Tag: PatternBook

  • Seeing the pattern in the strands

    In 2022 I founded the Regenerative Design Lab with the intention of helping to figure out what regenerative design might mean for the construction industry, and how we might shift theory into practice. 

    Over the past four years this has been a shared journey, one shaped by more than 70 participants we have had in the Lab programme, by my Lab co-facilitator Ellie Osborne and the hundreds of conversations we have had along the way. 

    At the start, we realised that was lots we didn’t know. Regenerative design felt like a like a tangled web of many different strands, including themes as diverse as: philosophy, technology, systems thinking, Indigenous wisdom, ecosystems, social justice, biomimicry and community organising. 

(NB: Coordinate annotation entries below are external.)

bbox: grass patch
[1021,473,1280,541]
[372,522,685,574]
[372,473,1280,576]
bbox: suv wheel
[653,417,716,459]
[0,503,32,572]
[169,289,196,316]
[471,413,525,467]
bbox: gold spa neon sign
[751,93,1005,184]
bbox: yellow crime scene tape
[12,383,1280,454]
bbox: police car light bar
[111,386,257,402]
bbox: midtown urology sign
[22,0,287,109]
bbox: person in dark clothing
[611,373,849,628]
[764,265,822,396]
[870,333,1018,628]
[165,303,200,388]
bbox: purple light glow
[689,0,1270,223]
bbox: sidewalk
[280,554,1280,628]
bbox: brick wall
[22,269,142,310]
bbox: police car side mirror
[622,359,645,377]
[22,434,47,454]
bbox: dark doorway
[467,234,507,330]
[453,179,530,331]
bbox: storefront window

    Our first aim was to simply hold space for these conversations and create a framework for reflective exploration and application of these strands of thinking.

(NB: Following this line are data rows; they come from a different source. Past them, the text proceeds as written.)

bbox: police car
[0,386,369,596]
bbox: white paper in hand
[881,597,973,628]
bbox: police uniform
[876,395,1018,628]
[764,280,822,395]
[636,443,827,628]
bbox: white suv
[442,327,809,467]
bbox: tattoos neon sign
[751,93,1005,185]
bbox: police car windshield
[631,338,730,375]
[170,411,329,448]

    At a similar time, James and I started writing a book. Our job was to take this emerging theory of regenerative design and present it to an audience of structural engineers in a way that was both inspirational and also routed in the realities of projects.

    I have to be honest, that at times, across all these initiatives, the weave of these conversations had been very confusing and I regularly tied myself in knots.

    But over time, patterns had begun to emerge. Certain ways of structuring the conversation worked better for some participants in the Lab than others. Some approaches led to more reflection and introspection, others led to people taking action. And there are clear patterns emerging in what helps to bring different audiences on a journey.

    James and I rewrote the Regenerative Structural Engineer three times before we found a way of sequencing our arguments that seemed to work. That the book has now been sold in over 26 countries – a sign that this pattern resonated. 

    In the two years since then, I’ve had many more conversations, both inside the Lab and out, and learnt more about the different ways to hold a conversation about regenerative design.

    One of the questions I get most often is usually a variation of: how do I talk about this with my clients/can you just give me the slides?

    But it’s not as simple as that. You have to take people on a journey. The journey depends on who you are and who they are. But if you can find a formula that works, you can create a pattern that you can repeat, from conversation to conversation, from projects to project, so that over time we can gradually shift our industry.

    This book is my attempt to guide people in finding their own patterns for exploring and talking about regenerative design. It is an attempt to stitch together what we’ve learnt from all this work and create repeatable patterns that can spin out into practice. 

  • Pattern Poem

    We see patterns. 

    We think in patterns. 

    We create patterns.

    A pattern is something that repeats. 

    A drum beat. 

    An oscillation.

    Patterns make things regular and therefore intelligible. 

    Patterns help us predict what will happen next. 

    Out of a sea of random events a pattern can feel like a life raft. 

    Or pieces from which we can assemble together to create a boat.

    The dictionary tells us the word comes from the Middle English ‘patron’ meaning something to be followed.

    What if the patterns we are following are no-longer serving us? 

    What if the drumbeat is no-longer leading us in the right direction. 

    What if the oscillations are going out of control?

    Then we need to learn to see new patterns. 

    We need to learn to think in new patterns. 

    And we need to create new patterns.

  • Announcement: the Pattern Book for Regenerative Design

    I’m pleased to be able to share that I am working on a new book, due to be published later this spring. 

    ‘The Pattern Book for Regenerative Design – a practice guide for engineers and other humans’

    The book is for change-makers in the built who want to transform our industry into a force for good: 

    • one that creates thriving communities and ecosystems through our work; 
    • an industry that is as conscious about where we make and where we take. 
    • an industry that knows that every time we build something, we have the opportunity to shift the system.

    This is a book for people who dream about the future but who have a job in the present. Who see the potential for the systems we design and inhabit to be much better, but see a very different reality in their projects. And for those who feel the gap between the future we need and the systems we have now is too wide to span. 

    In the Regenerative Structural Engineer, James Norman set out the case for Regenerative Design. It was the first book to set out a theory base for regenerative design in the context of structural engineering, and collects together dozens of examples of brilliant examples of this theory in action. 

    If you are new to regenerative design, I’d highly recommend you start there. And even if you are familiar with the theory from other sources, it’s worth taking a look at because it provides the foundations upon which we build in this guide.

    From theory to practice.

    You’ve read about regenerative design. You are excited about its goals; or you are at least curious to find out more about how it could work. This practice guide is to help you take the next step.

    Practice is the application of theory. It is the habitual way we work. It is the patterns we repeat whether we are: 

    • Supporting individual clients
    • Building a new portfolio of work
    • Transforming a business or an institution
    • Teaching regenerative design
    • Shaping policy in the built environment, or
    • Developing our personal regenerative practice.

    Our patterns of work are made up of tools, models, processes, and ways of communicating. We stitch all of these together to create a pattern of practice that best suits the project we are working on.

    This book is to help you stitch together patterns of practice that not only helps you deliver on your projects – but also embeds regenerative thinking in your work, so that each project stacks up to creating a thriving future.